The conventional way to choose a base model is to read the leaderboards, run the evals on your own tasks, and pick the strongest. We did that. It is a useful exercise. It is also not what determined the choice.

What determined the choice was a question we kept coming back to whenever the conversation about model strategy reached a hard part: whose property is the model after we have finished improving it? Every other question was downstream of this one.

The frontier closed-weight models — call them Claude, GPT, Kimi — are excellent. They are also rented. You do not fine-tune them on your data, you do not run them in your data center, and the version you bet on can be deprecated at the vendor's pace, not yours. There is real value in renting the best, especially early. There is also a ceiling on what you can build, because at some point you will want to do something the API does not let you do, and at that point the ceiling becomes the floor.

The strong open-weight models — DeepSeek, Mixtral, Llama, Qwen — let you cross that ceiling. They are not all equivalent. The license matters; the architecture matters; the family matters most.

What we considered

DeepSeek shipped impressive coder and reasoning models on permissive licenses. We ran them. They are good. Our hesitation was about pace and continuity: a strong DeepSeek-2 does not promise a stronger DeepSeek-3 in any particular direction, and our fine-tunes are tied to a tokenizer and an architecture that we would have to re-do every time the underlying family pivots.
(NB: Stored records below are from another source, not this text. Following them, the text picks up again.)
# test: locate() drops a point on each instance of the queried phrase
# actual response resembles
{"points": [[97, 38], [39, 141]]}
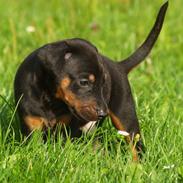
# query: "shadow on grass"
{"points": [[9, 122], [105, 137]]}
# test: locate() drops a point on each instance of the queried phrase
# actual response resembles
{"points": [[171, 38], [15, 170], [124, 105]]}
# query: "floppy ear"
{"points": [[50, 54], [140, 54]]}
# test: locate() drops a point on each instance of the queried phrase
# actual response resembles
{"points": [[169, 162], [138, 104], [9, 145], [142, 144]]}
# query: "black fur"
{"points": [[74, 61]]}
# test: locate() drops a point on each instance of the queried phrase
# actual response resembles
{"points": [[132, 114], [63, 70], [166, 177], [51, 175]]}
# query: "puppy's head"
{"points": [[80, 77]]}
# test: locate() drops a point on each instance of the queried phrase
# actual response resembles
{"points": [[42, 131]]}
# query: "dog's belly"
{"points": [[89, 127]]}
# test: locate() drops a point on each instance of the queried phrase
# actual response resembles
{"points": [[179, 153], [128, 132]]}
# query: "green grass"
{"points": [[157, 87]]}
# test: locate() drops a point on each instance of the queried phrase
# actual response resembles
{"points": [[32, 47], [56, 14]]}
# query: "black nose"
{"points": [[101, 114]]}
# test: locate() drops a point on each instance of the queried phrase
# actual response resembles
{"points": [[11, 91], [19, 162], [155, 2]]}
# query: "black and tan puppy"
{"points": [[69, 82]]}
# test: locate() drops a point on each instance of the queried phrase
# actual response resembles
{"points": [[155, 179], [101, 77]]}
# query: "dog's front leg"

Kimi and other commercial-API offerings are closed. We discussed using them as cloud fallbacks, and that role we still endorse. They could not be the foundation of work we wanted to own.

Mixtral and Llama were on the table for a long time. The deciding factor was multimodality — we needed vision and audio in the same family, with the same tokenizer, on the same release cadence. Llama 3 is excellent at text; we were not going to glue together three different vendors for the rest of the stack.

Qwen3 won, and the reasons read more like infrastructure than like benchmarks. Apache 2.0 across the family. Open weights for every variant we cared about — chat, reasoning, vision, audio, embedding, reranking. Tokenizer compatibility across all of them, which means our fine-tuning data does not need to be re-tokenized when we move between sizes. A single research org with clear release cadence. And, importantly, an architecture we believe will accept the next generation of optimizations — quantization, expert routing, long-context training — without forcing us to start over.

The downside, honestly

Qwen3 is not the strongest single-task model on every benchmark. Claude is better at long-form writing. GPT is better at certain kinds of code. There are tasks where, all else equal, we would rather have a frontier closed model than a Qwen3 fine-tune.

We accept this. The fine-tunes we are training on Qwen3-8B and Qwen3-32B are ours. They run on our hardware. They cost what they cost to run, not what someone decides to charge for them next quarter. They will exist when this round of API providers has rotated out their generation, and they will have absorbed whatever specialized training we did on them over years rather than months.

The decision is not "Qwen3 is the best model." It is "Qwen3 is the model we can compound improvements on."

The principle

There is a temptation, in a fast-moving field, to chase the best model released this week. You will be wrong about which one is best more often than your benchmarks suggest, and even when you are right, you will be replacing it inside a year. A strong base model is a starting point; what matters is the curve along which your version of it improves.

We bet on one family. We bet on owning the fine-tunes. The bet is not that Qwen3 will always be the strongest model; the bet is that our version of Qwen3, six versions in, will be the strongest model for the things we ship.

That is a slower bet. It is also a more durable one.